# A Novel Design of Low Power, High Speed SAMM and its FPGA Implementation

Anuja George Asst: Professor St. Joseph's College of Engg: &Technology, Palai

## ABSTRACT

The matrix multiplication is a computationally intensive problem and a prerequisite in various image processing applications like spatial and frequency filtering, edge detection and convolution. Being a core part of various applications in portable devices like mobile phones, demand for high speed and low power consumption is extremely high. This work demonstrates an effective design and efficient implementation of the Matrix Multiplication using Systolic Architecture and Ancient mathematics. For efficient implementation and maximum speed-up, integer arithmetic was used. Three main steps of the work, i.e. design, simulation and implementation, were accomplished. For design and simulation, Verilog HDL was used. The design was simulated using modelsim10.1d and synthesized using Xilinx Planahead 12.1. The work also includes the comparison between three design approaches of the matrix multiplication using systolic architecture. In the first design approach, array multipliers were used. In the second approach, Wallace tree multipliers were used and in the final approach, matrix multiplier design was based on Ancient multiplication technique.

## **General Terms**

Systolic Architecture, Vedic mathematics, Image processing

## Keywords

Systolic Architecture, VLSI, Vedic mathematics.

## **1. INTRODUCTION**

A wide gamut of applications including signal, image and video processing and numerical analysis involve matrix operation as the kernel operation. It is a prerequisite in various image processing applications like spatial and frequency filtering, edge detection and convolution. Being a core part of various applications in portable devices like mobile phones, demand for high speed and low power consumption is extremely high. Matrix multiplication is a computationally intensive problem. Hence, its design and efficient implementation on an FPGA where resources are very limited, is of great interest. FPGA based designs are usually evaluated using three performance metrics: speed, area, and power.

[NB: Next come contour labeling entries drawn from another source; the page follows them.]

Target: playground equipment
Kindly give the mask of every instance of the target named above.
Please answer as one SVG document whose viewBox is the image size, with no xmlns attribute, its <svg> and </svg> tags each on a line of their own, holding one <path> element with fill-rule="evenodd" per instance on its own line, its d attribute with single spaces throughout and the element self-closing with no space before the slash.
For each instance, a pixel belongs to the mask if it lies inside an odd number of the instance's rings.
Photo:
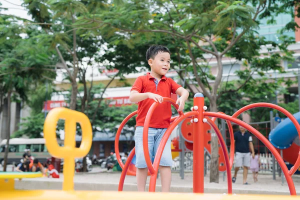
<svg viewBox="0 0 300 200">
<path fill-rule="evenodd" d="M 164 104 L 166 102 L 171 103 L 176 108 L 178 106 L 175 104 L 175 102 L 169 98 L 164 98 Z M 156 103 L 154 104 L 150 108 L 148 113 L 146 117 L 145 122 L 145 127 L 146 128 L 147 124 L 149 124 L 149 120 L 151 117 L 152 113 L 153 110 L 157 106 Z M 184 114 L 182 112 L 179 112 L 180 116 L 174 118 L 172 120 L 172 124 L 166 132 L 166 134 L 162 140 L 162 143 L 160 145 L 158 154 L 154 160 L 154 166 L 152 165 L 149 155 L 148 154 L 145 154 L 145 157 L 147 160 L 147 164 L 149 168 L 150 173 L 150 191 L 155 190 L 155 184 L 156 177 L 154 181 L 154 177 L 157 174 L 157 168 L 159 164 L 159 161 L 162 153 L 162 150 L 172 130 L 182 120 L 186 118 L 192 118 L 193 122 L 193 130 L 196 133 L 193 136 L 194 145 L 194 192 L 197 193 L 203 193 L 204 189 L 204 144 L 203 138 L 204 137 L 203 131 L 204 128 L 204 123 L 208 122 L 214 128 L 216 132 L 218 138 L 220 141 L 220 145 L 224 154 L 225 160 L 225 165 L 226 168 L 228 180 L 228 194 L 232 193 L 232 184 L 231 182 L 231 175 L 230 168 L 233 162 L 233 152 L 230 154 L 230 162 L 228 154 L 226 152 L 226 147 L 224 145 L 224 141 L 220 136 L 220 133 L 218 128 L 216 126 L 212 119 L 209 117 L 218 118 L 224 119 L 228 121 L 231 121 L 238 124 L 240 124 L 244 128 L 248 129 L 250 132 L 258 138 L 272 152 L 276 158 L 277 160 L 280 163 L 280 166 L 284 170 L 284 172 L 287 182 L 288 184 L 288 187 L 290 192 L 290 194 L 296 195 L 296 190 L 294 182 L 292 180 L 291 176 L 294 174 L 296 170 L 299 166 L 300 162 L 300 158 L 298 158 L 296 162 L 294 168 L 288 171 L 286 166 L 284 164 L 282 159 L 280 157 L 276 149 L 271 144 L 268 140 L 261 135 L 257 130 L 248 125 L 243 122 L 238 120 L 236 117 L 242 112 L 247 110 L 251 108 L 265 106 L 278 110 L 285 114 L 288 117 L 290 118 L 293 123 L 296 126 L 298 133 L 300 132 L 300 126 L 298 124 L 296 119 L 293 116 L 284 108 L 268 103 L 254 104 L 243 108 L 236 112 L 232 116 L 226 116 L 222 113 L 214 113 L 211 112 L 205 112 L 204 110 L 207 108 L 204 106 L 204 98 L 200 94 L 197 94 L 194 97 L 194 106 L 193 110 L 192 112 Z M 126 118 L 130 118 L 130 116 L 132 116 L 134 114 L 130 114 Z M 65 120 L 65 140 L 64 146 L 60 146 L 56 141 L 56 126 L 59 119 Z M 126 123 L 126 120 L 122 123 L 122 126 Z M 82 140 L 80 146 L 79 148 L 76 148 L 75 145 L 75 134 L 76 132 L 76 123 L 80 124 L 82 130 Z M 229 124 L 228 124 L 229 125 Z M 122 129 L 122 128 L 121 128 Z M 144 132 L 143 142 L 144 143 L 144 152 L 148 152 L 147 144 L 147 130 L 148 128 L 144 128 Z M 58 158 L 63 158 L 64 160 L 64 167 L 65 170 L 64 170 L 64 182 L 62 184 L 62 190 L 6 190 L 2 191 L 0 194 L 0 200 L 44 200 L 53 199 L 63 199 L 63 200 L 240 200 L 242 198 L 245 200 L 282 200 L 282 197 L 285 200 L 300 200 L 300 198 L 297 196 L 257 196 L 257 195 L 224 195 L 223 194 L 169 194 L 169 193 L 156 193 L 156 192 L 96 192 L 96 191 L 74 191 L 74 184 L 73 178 L 74 176 L 74 158 L 76 158 L 83 157 L 86 155 L 88 150 L 90 148 L 92 140 L 92 126 L 90 120 L 88 117 L 84 114 L 72 110 L 65 108 L 56 108 L 52 110 L 46 118 L 44 124 L 44 136 L 46 140 L 46 145 L 50 153 L 52 156 Z M 118 130 L 118 134 L 120 134 L 120 130 Z M 118 155 L 120 158 L 118 148 Z M 128 168 L 130 164 L 131 163 L 132 160 L 134 157 L 134 151 L 132 150 L 130 154 L 128 161 L 123 164 L 120 158 L 120 166 L 123 168 L 123 171 L 120 180 L 120 186 L 119 190 L 122 190 L 123 186 L 123 184 L 125 176 Z M 147 157 L 147 155 L 148 156 Z M 300 157 L 300 156 L 299 156 Z M 7 176 L 1 176 L 2 178 L 7 178 Z M 100 182 L 102 180 L 99 180 Z M 4 181 L 3 184 L 1 184 L 2 187 L 7 184 Z M 5 187 L 5 186 L 4 186 Z"/>
<path fill-rule="evenodd" d="M 293 115 L 300 123 L 300 112 Z M 280 122 L 269 134 L 269 140 L 279 152 L 282 150 L 283 158 L 294 164 L 300 148 L 297 130 L 289 118 Z"/>
<path fill-rule="evenodd" d="M 149 192 L 154 192 L 156 176 L 158 170 L 158 166 L 160 160 L 163 150 L 166 146 L 166 141 L 170 136 L 172 130 L 179 124 L 182 121 L 189 118 L 192 118 L 190 122 L 193 124 L 192 132 L 195 133 L 192 135 L 192 142 L 194 142 L 193 150 L 194 150 L 194 164 L 193 164 L 193 192 L 194 192 L 202 193 L 204 192 L 204 136 L 206 133 L 207 133 L 207 128 L 206 128 L 206 124 L 208 122 L 212 128 L 216 133 L 219 142 L 222 148 L 222 152 L 224 157 L 224 166 L 226 170 L 228 184 L 228 194 L 232 194 L 232 182 L 231 181 L 231 172 L 230 170 L 232 168 L 234 161 L 234 146 L 232 144 L 234 142 L 231 142 L 230 146 L 230 156 L 227 152 L 227 149 L 225 142 L 222 138 L 220 130 L 214 122 L 214 120 L 216 118 L 220 118 L 226 120 L 228 126 L 229 128 L 230 132 L 230 140 L 232 140 L 233 138 L 233 130 L 230 124 L 233 122 L 238 125 L 240 125 L 260 140 L 270 150 L 274 155 L 275 158 L 278 162 L 284 174 L 286 180 L 290 193 L 292 195 L 296 195 L 296 192 L 294 188 L 294 185 L 292 176 L 294 174 L 298 168 L 300 166 L 300 154 L 298 155 L 296 161 L 295 162 L 295 165 L 290 170 L 288 169 L 286 166 L 283 159 L 281 158 L 280 154 L 276 150 L 276 148 L 271 144 L 271 143 L 264 138 L 257 130 L 252 127 L 251 126 L 248 124 L 244 122 L 237 118 L 240 114 L 243 112 L 246 112 L 251 108 L 258 107 L 266 107 L 273 109 L 276 109 L 281 112 L 286 114 L 288 118 L 290 119 L 296 128 L 298 133 L 298 136 L 300 136 L 300 125 L 298 122 L 294 117 L 288 112 L 286 110 L 280 107 L 277 105 L 269 103 L 256 103 L 247 106 L 246 106 L 238 110 L 232 116 L 226 115 L 224 113 L 215 113 L 212 112 L 206 112 L 205 110 L 207 109 L 207 107 L 204 106 L 204 96 L 200 93 L 197 93 L 195 94 L 194 98 L 194 106 L 191 108 L 192 111 L 184 114 L 182 112 L 178 112 L 179 116 L 174 117 L 171 119 L 172 124 L 168 128 L 158 148 L 157 151 L 156 158 L 153 162 L 153 164 L 148 154 L 148 130 L 149 128 L 149 124 L 152 114 L 154 110 L 157 106 L 158 102 L 154 102 L 152 106 L 150 107 L 149 110 L 146 116 L 145 122 L 144 124 L 144 132 L 143 132 L 143 146 L 144 154 L 147 166 L 148 167 L 149 172 L 150 174 L 150 182 L 149 186 Z M 178 108 L 178 106 L 176 105 L 175 102 L 170 98 L 164 98 L 164 103 L 170 103 L 173 105 L 176 108 Z M 118 149 L 118 141 L 120 136 L 122 128 L 126 124 L 126 122 L 132 116 L 136 114 L 137 112 L 134 112 L 128 115 L 125 118 L 124 120 L 121 124 L 119 129 L 118 130 L 116 138 L 115 140 L 115 150 L 118 162 L 121 168 L 123 169 L 122 172 L 120 180 L 119 182 L 119 191 L 122 191 L 123 188 L 124 180 L 125 176 L 128 170 L 132 158 L 134 156 L 134 148 L 132 150 L 131 154 L 129 155 L 127 161 L 125 164 L 124 164 L 120 156 L 120 152 Z M 212 118 L 212 119 L 210 117 Z M 187 138 L 192 136 L 192 134 L 188 134 L 186 136 Z"/>
</svg>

The paper is organized as follows. Chapter 2 is focused on the literature survey conducted on various multipliers in VLSI. This section presents the fundamental technical aspects behind the three design approaches of the systolic matrixmultiplication. Chapter 3 presents the proposed matrix multiplication using Systolic Architecture and Ancient mathematics and its FPGA implementation. Chapter 4 presents results and discussions based on synthesis of Systolic Matrix Multiplication using three design approaches. Results of the efficient implementation of the Matrix Multiplication using Systolic Architecture and Ancient mathematics are also presented. Chapter 5 concludes the work based on important results obtained.

# 2. PREVIOUS WORK

Previous work was focused on the literature survey conducted on various multipliers in VLSI. It included the study of the fundamental technical aspects behind the design approaches of proposed systolic matrix multiplication.

In an array multiplier multiplication of two binary numbers can be obtained with one micro-operation by using a combinational circuit that forms the product bits all at once thus making it a fast way of multiplying two numbers since the only delay is the time for the signals to propagate through the gates that form the multiplication array [1]. Array Multiplier needs optimum number of components, but delay for this multiplier is larger and gives more power consumption as well. The demand for large number of gates increases the area. Hence array multiplier is less economical.

A fast process for multiplication of two numbers, developed by Wallace is referred to as Wallace tree multiplication [1]. It is a three step process in which the bit products are formed, the bit product matrix is reduced to a two row matrix where sum of the row equals the sum of bit products, and the two resulting rows are summed with a fast adder to produce a final product. Three bit signals are passed to a one bit full adder which is called a three input Wallace tree circuit, and the output signal (sum signal) is supplied to the next stage full adder of the same bit, and the carry output signal thereof is passed to the next stage full adder of the same no of bit, and the carry output signal thereof is supplied to the next stage of the full adder located at a one bit higher position [1].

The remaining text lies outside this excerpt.